Aided by Hoyte Van Hoytema’s use of 35mm film, Mendes captures the lavish skylines of Rome, Mexico, Tangiers and London with a buttery beauty, pervading the picture with rich velvety textures that are reminiscent of Connery and Moore’s past adventures. This is very much a film happy to acknowledge its ancestry, with notable nods to You Only Live Twice and Live And Let Day, as well as a train brawl between Bond and SPECTRE assassin Mr. Hinx (Dave Bautista) that’s effortlessly evocative of From Russia With Love – as ever, the series’ dedication to practical effects is second to none, with a pre-credits throwdown between Bond and Sciarra within the cockpit of a spinning helicopter standing out as one of the franchise’s finest single sequences.Spectre is also a film, however, with its eye on the future, something embraced in the character of Madeleine Swann (Léa Seydoux), who accompanies Bond on his quest following a flurry of early excitement in the Austrian Alps. Seydoux has already proven herself to be a powerful performer, and here she once more substantiates that strength, channelling a layered emotional intricacy and incisive intelligence that’s shamefully so often been missing in the personas of previous Bond girls. Commanding performances from the likes of Christoph Waltz – a strikingly malevolent, if somewhat underused villain – and a delightfully deadpanned Ralph Fiennes make a mark, but it’s Seydoux who leaves an indelible impression.

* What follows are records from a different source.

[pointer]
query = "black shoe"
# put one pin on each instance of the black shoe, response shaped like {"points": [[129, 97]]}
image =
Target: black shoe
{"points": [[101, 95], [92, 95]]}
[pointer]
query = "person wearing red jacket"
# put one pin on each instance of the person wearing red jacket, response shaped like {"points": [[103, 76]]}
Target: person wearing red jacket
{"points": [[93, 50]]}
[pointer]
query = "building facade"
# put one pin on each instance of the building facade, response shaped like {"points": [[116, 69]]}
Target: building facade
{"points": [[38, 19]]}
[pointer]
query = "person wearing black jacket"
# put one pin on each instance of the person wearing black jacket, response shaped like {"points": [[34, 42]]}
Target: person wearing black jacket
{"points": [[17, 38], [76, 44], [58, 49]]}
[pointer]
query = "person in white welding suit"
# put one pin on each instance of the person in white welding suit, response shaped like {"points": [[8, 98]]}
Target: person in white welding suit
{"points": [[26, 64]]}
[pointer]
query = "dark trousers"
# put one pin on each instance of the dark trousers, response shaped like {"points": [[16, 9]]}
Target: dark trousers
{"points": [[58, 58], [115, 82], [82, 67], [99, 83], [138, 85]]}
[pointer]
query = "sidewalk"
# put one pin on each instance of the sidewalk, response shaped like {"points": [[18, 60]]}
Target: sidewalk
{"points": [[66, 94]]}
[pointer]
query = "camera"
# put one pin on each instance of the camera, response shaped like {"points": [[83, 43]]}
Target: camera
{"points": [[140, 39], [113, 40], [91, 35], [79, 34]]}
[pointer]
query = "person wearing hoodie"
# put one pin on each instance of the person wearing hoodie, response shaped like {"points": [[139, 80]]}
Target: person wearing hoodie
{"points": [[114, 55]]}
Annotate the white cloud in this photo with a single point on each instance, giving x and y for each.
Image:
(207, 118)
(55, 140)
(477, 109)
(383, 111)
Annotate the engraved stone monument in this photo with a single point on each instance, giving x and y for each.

Holding it all together, of course, is Daniel Craig, whose innate integration of tortured soul and acidulous wit once more confirms him as the best Bond to date. If this is to be his final outing, and evidence in the coda suggests that it might, then he leaves the franchise in a far better way than when he arrived; an actor who was never interested in simply stirring the mixture, but one who was determined to shake it up.